The president’s recent statements are in stark contrast to the praise he gave student media upon his arrival at LSU in August 2021.
“I have three principles that guide my leadership: Seek truth. Be empathetic. Demonstrate a courageous act. If you have a student media that is seeking the truth, and they’re empathetic, and they’re courageous, you’re a better campus,” Tate said in an interview with Tiger TV. “And so for me, I view journalistic activity in general, but obviously students who want to be in that world both while they’re students and perhaps as a career, as vitally important to a robust campus.”
He said, too, that students have a unique opportunity to represent issues on campus.

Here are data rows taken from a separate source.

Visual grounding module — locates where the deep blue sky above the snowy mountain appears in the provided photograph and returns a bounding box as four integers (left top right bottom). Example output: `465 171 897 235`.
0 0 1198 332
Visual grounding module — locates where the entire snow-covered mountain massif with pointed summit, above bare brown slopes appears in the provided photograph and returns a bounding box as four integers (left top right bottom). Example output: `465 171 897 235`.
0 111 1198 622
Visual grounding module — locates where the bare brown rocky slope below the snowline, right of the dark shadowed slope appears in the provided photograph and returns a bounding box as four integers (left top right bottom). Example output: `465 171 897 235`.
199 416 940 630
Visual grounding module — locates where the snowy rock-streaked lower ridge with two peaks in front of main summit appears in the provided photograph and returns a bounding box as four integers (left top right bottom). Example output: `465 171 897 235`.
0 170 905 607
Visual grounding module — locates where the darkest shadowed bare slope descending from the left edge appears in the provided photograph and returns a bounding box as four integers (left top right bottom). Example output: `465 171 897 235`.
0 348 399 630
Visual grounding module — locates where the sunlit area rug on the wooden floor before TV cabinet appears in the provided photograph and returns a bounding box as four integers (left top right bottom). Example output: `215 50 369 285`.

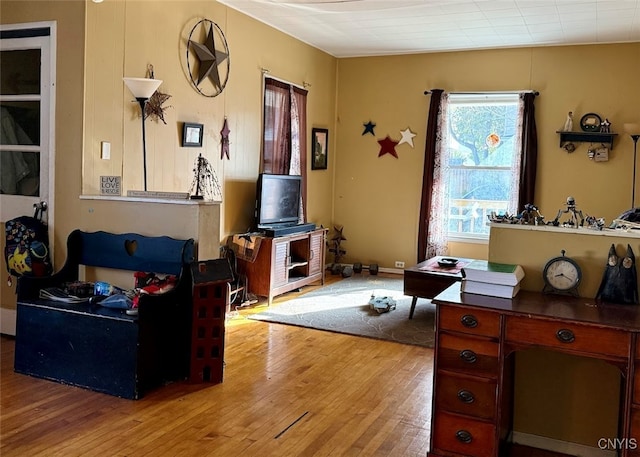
249 274 435 348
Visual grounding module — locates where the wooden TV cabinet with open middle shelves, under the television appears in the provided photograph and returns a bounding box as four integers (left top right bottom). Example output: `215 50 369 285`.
238 228 327 305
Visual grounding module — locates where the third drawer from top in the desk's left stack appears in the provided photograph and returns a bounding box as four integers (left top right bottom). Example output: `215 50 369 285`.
435 373 498 419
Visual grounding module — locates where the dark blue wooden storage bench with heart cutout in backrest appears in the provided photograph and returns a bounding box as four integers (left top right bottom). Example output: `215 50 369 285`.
14 230 195 399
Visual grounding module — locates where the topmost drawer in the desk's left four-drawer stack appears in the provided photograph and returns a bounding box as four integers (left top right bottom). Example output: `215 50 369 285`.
438 305 500 338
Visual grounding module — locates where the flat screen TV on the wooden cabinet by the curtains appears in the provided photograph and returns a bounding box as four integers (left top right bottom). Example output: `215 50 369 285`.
256 173 302 229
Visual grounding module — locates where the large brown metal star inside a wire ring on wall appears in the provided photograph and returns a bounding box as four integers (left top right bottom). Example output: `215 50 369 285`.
187 19 231 97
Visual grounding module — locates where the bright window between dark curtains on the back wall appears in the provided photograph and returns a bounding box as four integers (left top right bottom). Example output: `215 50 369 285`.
440 93 522 241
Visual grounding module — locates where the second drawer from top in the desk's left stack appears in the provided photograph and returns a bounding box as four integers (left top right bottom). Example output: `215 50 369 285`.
437 333 499 378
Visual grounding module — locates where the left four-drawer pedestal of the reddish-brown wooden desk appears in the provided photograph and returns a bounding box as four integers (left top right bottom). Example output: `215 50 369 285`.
431 306 501 457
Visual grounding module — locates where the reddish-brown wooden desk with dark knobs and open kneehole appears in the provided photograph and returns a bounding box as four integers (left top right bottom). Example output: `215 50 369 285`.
428 284 640 457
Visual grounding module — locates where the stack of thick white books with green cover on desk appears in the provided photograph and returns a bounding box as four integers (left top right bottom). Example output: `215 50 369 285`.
460 260 524 298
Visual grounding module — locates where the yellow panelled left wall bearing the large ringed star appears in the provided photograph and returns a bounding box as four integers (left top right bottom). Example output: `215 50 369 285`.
83 0 336 237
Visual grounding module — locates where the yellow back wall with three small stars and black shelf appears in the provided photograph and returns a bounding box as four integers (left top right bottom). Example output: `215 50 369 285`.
340 43 640 266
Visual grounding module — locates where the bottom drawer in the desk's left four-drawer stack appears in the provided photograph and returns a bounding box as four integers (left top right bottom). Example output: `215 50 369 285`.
431 410 496 457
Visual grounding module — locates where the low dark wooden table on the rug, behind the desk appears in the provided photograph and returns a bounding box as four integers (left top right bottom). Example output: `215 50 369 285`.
404 256 474 319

“There’s a part of being a student that allows you to say some things that some people can’t or won’t, and so I love it,” he said. “I think it’s extremely important that students have a voice in that way.”
It seems that the president is less eager about student journalists seeking truth when it comes to his own administration.
We agree with what Tate said when he arrived at LSU: Our primary job as journalists is to seek truth. It takes empathy. It takes courage. And, often, it makes people in power upset – including, evidently, the president.
It’s not our job to do PR for the university, and it never will be. The Reveille’s history of being censored by overly sensitive administrators lives fresh in the mind of Reveille reporters and Manship alumni. We hope that Tate’s comments were a lapse in judgment, and not revelatory of a more troubling attitude toward student media.
President Tate, we always welcome an opportunity to interview you and get your perspective. But if you’d prefer to bash us publicly, feel free. It won’t slow us down one bit.
Piper Hutchinson contributed reporting to this article.